Is the VRO still hooked up or do you premix? If that cylinder is running with low compression it can make the motor run like crap out on the water while running under a load, BUT it may run fine at home on the muffs.

I had a Merc 150 V6 that had one cylinder w/low compression. It ran great on the muffs. I didn't run it under a load for fear of causing the piston to break apart or throw a rod through the block.
I had HOPED it was just a stuck ring and decarbing would free it up. The compression never came up so I tore it down. The ring had welded itself to the piston and gouged/scored the cylinder wall. This was from the previous owner not doing any preventative maintenance, had a clogged jet in one of the carbs which caused it to overheat.

If I were you, like I had previously posted, take the head off and check that cylinder before running the motor anymore. If the low compression is from a damaged ring, piston, etc., the damage WILL get worse by running that motor.
If you don't notice any damage you can pour some seafoam or "ring free" on top of the cylinder, let it soak for a day or two, and see if it may just be a stuck ring. BUT if it WAS a stuck ring I would think that your recent run on the water would have broken it loose.

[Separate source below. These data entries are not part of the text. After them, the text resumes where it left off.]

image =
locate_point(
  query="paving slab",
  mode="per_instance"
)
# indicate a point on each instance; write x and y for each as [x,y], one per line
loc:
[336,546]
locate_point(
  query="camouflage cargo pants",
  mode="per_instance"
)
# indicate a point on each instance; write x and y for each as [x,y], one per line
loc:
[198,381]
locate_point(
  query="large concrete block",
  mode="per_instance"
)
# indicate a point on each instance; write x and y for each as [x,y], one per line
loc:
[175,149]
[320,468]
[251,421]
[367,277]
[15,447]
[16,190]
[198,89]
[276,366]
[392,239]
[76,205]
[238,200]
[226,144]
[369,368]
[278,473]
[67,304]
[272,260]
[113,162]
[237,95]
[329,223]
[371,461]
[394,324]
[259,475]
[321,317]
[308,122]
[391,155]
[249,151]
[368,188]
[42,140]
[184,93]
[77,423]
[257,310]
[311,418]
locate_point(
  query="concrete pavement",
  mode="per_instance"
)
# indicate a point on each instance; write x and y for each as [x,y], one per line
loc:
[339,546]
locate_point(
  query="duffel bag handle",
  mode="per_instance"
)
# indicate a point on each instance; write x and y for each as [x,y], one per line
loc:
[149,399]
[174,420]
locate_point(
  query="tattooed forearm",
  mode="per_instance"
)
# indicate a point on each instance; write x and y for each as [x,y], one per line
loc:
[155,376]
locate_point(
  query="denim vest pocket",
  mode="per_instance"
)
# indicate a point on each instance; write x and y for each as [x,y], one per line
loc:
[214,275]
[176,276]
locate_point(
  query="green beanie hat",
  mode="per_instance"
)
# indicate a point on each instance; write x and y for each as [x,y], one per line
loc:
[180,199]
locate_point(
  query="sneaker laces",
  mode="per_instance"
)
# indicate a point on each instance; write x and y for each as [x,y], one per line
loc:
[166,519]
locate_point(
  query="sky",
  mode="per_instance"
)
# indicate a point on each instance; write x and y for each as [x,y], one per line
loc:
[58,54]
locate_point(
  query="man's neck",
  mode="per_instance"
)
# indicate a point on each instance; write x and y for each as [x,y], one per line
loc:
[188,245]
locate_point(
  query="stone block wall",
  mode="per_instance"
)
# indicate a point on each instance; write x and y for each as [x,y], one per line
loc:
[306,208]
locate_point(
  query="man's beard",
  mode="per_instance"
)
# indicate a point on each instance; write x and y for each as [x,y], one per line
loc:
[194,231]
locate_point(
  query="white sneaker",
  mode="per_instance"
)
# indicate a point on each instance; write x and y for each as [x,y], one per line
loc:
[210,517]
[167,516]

So go ahead and check compression again. If it still low then pull the head. If the compression reading is higher than before, then it may just be a stuck ring.


----------



## RAMROD (Feb 11, 2013)

Yes the VRO is still in use. If I fix this motor it will be plugged off and I will pre-mix. I just acquired an 83 Johnson 75hp on another project. Compression good all around, motors look identical except where the electronics are located and the 75hp is a pre-mix motor. All on hold for now though headed back in for three weeks of work. Thanks for all the tips! I will be pulling the head on this thing to take a look and tinker with.


----------



## ShipwreckStew (Feb 20, 2013)

I just bought a 1986 60hp Evinrude VRO and the whole VRO pump was bad. Instead of putting a new VRO pump on and blocking it off to run premixed fuel, I put an older (1982) fuel pump on to get rid of the whole VRO system. The part was way cheaper than a new VRO pump and I know for sure that my engine is getting the correct ratio of oil


----------



## Paul Marx (Feb 21, 2013)

That's an old motor . If it were me I rebuild the top end and block off the VRO.


----------



## nick4203 (Feb 21, 2013)

i have an 81 kz 1000 and i had one cylinder that was running ~70 psi i poured in some seafoam and let the cylinder and and piston soak in it for mabe 3 days brought it up to a 100psi after running it a little bit in idle 

i love seafoam this stuff really works


----------



## RAMROD (Feb 21, 2013)

Thanks for the tips! Plan on pulling the head when I make it home. Will take some pictures when I do.


----------